||[Jun. 30th, 2012|08:03 pm]
I survived, at least so far -- still no power, so no well, no AC, no TV. Yes, I have Internet, some things are important. A writeup of what I experienced (it was spectacular) and some musings below the cut.|
For those wondering why I'm not decamping and holing up in a hotel or at a friends for the duration, the this is, I've prepared for this, extensively. For years, I've kept water, food, fuel for the campstove, generators ready, etc. I'm getting stinky, so I dragged out the old solar shower, taking it out of it's bag for the first time since . . . long before I moved here. Baitcon 1993 at a guess. I've been out scavenging wild edibles in the morning (berries, wild garlic and onions, mint for tea, the last of the slightly overripe green gage plumbs, puffballs, and four nests worth of various birds eggs. I could have gotten a fawn who though he was hiding under a bush, but that would have been excessive.

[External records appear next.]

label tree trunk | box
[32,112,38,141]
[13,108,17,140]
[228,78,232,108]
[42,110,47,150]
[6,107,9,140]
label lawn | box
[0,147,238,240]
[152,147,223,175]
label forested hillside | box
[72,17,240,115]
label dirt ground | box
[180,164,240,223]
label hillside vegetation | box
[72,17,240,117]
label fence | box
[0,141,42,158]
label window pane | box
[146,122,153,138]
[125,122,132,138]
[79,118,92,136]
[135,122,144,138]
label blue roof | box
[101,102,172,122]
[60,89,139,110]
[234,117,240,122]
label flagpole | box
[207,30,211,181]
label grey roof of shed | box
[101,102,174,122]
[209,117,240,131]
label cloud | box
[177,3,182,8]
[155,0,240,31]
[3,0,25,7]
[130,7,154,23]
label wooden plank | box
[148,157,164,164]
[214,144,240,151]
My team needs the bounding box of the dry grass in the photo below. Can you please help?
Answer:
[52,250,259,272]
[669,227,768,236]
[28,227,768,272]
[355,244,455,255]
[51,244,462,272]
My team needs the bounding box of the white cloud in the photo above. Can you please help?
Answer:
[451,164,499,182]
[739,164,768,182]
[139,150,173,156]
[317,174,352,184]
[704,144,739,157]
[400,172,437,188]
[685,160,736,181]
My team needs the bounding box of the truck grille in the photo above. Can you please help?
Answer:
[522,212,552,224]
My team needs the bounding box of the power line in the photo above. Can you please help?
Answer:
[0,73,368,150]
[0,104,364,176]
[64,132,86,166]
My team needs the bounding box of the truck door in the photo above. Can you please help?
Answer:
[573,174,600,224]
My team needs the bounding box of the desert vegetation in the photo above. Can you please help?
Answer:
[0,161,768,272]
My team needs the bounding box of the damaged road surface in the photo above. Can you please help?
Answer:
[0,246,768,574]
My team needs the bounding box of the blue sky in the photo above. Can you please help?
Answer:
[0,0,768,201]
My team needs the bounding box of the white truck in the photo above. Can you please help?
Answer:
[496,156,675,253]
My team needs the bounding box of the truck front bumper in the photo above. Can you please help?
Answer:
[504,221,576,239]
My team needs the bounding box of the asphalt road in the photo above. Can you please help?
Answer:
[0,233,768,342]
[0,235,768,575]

And if you don't use it, you don't know if it works. The solar shower has cracks in it, both wheels are flat and de-beaded, and my battery-jumper/air-pump thing got it's plug knocked out long enough ago that it was flat -- so I dragged it the 300' from where it lives in the shop (I moved it from the garage because I wanted the space) up to the house -- but what if something like this had happened when we had nearly 4' of snow in 48 hours?

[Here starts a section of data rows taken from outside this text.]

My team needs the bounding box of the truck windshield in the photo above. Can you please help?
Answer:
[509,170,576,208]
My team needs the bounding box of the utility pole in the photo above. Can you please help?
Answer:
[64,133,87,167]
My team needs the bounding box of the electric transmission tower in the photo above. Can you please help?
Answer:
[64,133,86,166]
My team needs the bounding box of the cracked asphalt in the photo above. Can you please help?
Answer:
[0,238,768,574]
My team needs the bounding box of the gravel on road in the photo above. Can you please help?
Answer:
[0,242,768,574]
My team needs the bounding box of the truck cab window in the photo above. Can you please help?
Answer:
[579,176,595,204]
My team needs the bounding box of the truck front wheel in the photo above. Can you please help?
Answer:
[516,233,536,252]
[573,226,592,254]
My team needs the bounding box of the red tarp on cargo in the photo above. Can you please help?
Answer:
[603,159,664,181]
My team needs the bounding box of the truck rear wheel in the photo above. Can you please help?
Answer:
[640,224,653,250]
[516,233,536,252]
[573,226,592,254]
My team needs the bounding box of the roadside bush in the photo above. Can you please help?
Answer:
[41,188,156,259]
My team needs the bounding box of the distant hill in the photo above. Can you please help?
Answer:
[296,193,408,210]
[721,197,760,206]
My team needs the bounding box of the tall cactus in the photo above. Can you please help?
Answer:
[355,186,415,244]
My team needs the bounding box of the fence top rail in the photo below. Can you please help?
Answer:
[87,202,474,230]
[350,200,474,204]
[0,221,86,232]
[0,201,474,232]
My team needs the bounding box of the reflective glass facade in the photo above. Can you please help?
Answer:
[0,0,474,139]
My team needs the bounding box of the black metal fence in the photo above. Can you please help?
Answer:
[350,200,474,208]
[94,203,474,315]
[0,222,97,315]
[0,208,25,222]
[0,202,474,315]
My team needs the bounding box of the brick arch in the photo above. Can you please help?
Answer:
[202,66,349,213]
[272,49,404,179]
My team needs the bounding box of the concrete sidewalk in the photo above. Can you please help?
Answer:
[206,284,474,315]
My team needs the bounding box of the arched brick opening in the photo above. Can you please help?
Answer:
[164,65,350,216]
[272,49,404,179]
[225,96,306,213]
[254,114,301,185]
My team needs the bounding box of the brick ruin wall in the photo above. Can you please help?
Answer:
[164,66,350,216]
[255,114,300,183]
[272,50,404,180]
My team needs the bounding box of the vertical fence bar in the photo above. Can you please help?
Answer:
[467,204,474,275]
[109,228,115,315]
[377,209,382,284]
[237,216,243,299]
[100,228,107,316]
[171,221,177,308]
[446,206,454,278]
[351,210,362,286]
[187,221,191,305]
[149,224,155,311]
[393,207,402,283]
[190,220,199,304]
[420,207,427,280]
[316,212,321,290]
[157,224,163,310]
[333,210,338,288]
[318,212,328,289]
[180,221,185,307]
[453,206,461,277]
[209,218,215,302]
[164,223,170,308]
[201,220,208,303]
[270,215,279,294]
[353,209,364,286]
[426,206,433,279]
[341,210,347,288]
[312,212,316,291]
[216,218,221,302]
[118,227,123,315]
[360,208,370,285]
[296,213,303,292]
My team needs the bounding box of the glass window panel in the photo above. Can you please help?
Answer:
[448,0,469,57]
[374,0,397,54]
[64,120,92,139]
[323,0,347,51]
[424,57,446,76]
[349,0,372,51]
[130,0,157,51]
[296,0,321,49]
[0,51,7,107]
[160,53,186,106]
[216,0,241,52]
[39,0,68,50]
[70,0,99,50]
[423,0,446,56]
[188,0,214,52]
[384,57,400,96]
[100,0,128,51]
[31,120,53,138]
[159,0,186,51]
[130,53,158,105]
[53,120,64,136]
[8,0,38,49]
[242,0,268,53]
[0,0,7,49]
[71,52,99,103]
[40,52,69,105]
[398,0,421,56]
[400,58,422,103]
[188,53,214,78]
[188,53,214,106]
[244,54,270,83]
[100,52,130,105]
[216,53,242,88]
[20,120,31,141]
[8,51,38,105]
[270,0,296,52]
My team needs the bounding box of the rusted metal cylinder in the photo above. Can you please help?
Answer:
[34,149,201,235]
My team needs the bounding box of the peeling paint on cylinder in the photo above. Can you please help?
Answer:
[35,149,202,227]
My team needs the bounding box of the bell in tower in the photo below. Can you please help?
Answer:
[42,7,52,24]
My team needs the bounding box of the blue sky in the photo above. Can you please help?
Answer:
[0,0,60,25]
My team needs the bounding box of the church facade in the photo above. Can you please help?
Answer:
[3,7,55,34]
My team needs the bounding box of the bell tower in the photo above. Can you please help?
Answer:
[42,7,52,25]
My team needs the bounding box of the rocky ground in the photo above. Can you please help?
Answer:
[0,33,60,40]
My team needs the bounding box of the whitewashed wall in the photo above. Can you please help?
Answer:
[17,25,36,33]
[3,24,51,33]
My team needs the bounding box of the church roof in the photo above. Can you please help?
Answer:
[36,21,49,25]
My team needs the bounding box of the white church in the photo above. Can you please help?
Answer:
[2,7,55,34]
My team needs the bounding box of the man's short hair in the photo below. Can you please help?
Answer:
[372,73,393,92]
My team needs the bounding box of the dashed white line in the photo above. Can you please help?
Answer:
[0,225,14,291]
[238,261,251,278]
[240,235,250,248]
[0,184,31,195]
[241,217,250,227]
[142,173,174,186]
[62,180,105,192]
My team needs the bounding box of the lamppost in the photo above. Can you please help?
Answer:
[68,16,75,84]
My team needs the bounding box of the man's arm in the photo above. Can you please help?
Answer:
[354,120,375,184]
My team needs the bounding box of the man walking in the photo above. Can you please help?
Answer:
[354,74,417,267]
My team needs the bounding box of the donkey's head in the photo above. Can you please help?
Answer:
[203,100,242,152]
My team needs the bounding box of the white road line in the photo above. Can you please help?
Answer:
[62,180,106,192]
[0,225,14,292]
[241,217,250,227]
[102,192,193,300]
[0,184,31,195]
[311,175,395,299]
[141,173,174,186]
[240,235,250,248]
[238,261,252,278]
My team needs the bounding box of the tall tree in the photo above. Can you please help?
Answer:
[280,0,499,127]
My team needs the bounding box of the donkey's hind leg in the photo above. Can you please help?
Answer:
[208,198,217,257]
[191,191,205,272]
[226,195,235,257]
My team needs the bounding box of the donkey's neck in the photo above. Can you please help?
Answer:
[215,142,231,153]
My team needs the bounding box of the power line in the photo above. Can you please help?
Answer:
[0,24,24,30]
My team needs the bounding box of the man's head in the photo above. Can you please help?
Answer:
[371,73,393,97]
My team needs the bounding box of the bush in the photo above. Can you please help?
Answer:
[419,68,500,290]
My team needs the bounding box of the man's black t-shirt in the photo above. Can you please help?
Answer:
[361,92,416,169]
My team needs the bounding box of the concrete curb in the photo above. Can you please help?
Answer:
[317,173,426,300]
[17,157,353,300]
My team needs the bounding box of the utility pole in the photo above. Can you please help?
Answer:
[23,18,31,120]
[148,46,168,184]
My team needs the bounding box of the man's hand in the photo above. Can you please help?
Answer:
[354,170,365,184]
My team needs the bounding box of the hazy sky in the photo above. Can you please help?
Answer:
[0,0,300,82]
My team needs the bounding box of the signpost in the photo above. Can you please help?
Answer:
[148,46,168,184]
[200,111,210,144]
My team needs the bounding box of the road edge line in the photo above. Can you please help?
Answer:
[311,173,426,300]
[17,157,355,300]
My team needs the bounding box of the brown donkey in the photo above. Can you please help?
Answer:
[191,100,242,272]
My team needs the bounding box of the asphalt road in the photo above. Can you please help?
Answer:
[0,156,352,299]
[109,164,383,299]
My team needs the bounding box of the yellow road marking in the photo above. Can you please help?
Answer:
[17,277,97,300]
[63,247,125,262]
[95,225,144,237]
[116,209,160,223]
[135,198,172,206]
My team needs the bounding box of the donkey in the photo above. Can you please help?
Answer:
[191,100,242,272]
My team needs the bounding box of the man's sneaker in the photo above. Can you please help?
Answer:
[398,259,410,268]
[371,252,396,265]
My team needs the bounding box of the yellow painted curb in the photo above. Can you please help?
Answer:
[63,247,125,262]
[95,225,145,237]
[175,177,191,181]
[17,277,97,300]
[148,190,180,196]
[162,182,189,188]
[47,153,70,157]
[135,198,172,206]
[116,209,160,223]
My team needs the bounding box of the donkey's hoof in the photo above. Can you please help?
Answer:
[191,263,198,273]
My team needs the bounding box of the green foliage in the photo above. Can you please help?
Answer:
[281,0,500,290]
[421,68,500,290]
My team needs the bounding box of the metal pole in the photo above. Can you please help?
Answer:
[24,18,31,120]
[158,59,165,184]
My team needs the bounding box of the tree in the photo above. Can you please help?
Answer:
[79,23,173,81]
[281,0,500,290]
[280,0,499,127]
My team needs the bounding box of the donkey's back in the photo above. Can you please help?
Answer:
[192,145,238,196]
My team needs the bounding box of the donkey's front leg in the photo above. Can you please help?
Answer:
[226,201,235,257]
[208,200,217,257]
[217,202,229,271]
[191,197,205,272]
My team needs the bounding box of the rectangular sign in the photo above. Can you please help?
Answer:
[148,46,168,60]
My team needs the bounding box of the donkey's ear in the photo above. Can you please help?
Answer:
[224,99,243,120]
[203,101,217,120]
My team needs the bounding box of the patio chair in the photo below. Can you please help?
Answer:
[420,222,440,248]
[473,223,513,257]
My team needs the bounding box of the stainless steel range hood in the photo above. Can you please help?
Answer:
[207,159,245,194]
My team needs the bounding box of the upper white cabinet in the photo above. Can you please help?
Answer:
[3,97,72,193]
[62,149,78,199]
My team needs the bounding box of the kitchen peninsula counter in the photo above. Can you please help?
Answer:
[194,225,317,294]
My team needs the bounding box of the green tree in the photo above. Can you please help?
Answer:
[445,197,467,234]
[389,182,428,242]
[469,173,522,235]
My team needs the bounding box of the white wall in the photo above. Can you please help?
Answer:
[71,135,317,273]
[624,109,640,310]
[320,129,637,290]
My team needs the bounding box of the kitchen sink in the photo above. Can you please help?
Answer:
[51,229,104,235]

At any rate, the show was worth it: A few booms in the distance, but then much louder was the noise of wind -- yet when I stepped outside, it was dead calm. The rushing noise kept getting louder, yet still the hot, muggy air (102F and 90% humidity) wasn't moving. Finally, with the ground shaking with the noise (hey, I'm on clay, just about any loud noise will shake the ground a bit here) I could see the tops of the trees just start flailing away viciously -- this only 300 feet away, yet I could feel nothing.
A cloud of debris was visibly moving, the branches, leaves, and debris moving rapidly yet almost randomly, lit by lighting. Oh, the lightning. Due to the noise of the wind, or the thermal inversion layers, or something, the earlier thunder just wasn't audible -- but the lighting was steadily increasing as the noise grew, from the occasional dim flicker to the current rapid-fire flashes reflected from or maybe filtered through the low clouds, multiple such per second, strobing the trees so instead of moving from pose to pose, yet each pose clearly in visible motion, yet impossible to determine how it got there. Then, for what seemed like an hour, but was only a fraction of a second, a tree hit a power line and caused an arc that lit the neighborhood bright as day -- no, brighter, if you glanced at it.
The trees looked alive, what are normally nigh-perpendicular columns twisted like the limbs of 200-foot-tall cephalopods, no longer flailing, but visibly showing the individual currents of wind as they whipped through graceful arcs, leaves and branches ripping away from their anchors as they over stressed, yet for the most part holding together, and whipping back the other way as a new gust takes it.
And then the winds hit ground level, and I could feel the cool winds and the starting rain. The gusts slowed down, the thunder could be heard again, and the show was over.
Oh, one last thing: why I don't have power right now is because of this tree on this line, right across the street. That was the source of the arc I mentioned.